Timeline Watch
1946

Tavannes  Chronomat

First meeting of U.N. General Assembly

1946 Tavannes Chronomat Stainless steel 35.3mm. case and 36.6mm. bezel, it looks exact as the Breitling Chronomat ref. 769

Tavannes used to be one of world’s largest watch manufacturers. During its heyday in the 1920s and 30s, five manufacturing plants turned out as many as 4,000 watch movements a day. It employed around 2,000 workers, and had turned the little town of Tavannes, Switzerland, into a booming manufacturing center. The company not only made movements for its own branded watches, but supplied movements to other prestigious watch manufacturers and retailers, including Jaeger LeCoultre, Dunhill, Hermes, and Cartier. The company even made a custom watch for the king of England that eventually became one of the company’s iconic models.
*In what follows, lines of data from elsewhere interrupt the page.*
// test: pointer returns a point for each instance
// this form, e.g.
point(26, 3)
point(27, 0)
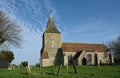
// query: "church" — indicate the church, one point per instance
point(55, 52)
The story of Tavannes begins in 1891 with the founding of the company by a 40-year-old master watchmaker, Henri-Frederic Sandoz, in the town of Tavannes, today a small city of approximately 3,500. Sandoz was a mechanical genius; his company not only made its own movements called Calilbers in-house (one of the few Swiss companies to do so), but also developed proprietary watch-making machinery (lathes, milling machines, etc.) which was sold to other manufacturers.
The company early on saw the market potential for wristwatches, producing finished models as early as 1905. By the 1910s, it was producing Calibers specifically manufactured for wristwatches, while most other companies were still using pocket watch movements adapted (some rather crudely) for conversion into wristwatches. One of the first wristwatches we see is a Tavannes wristwatch made for the U.S. Signal Corps.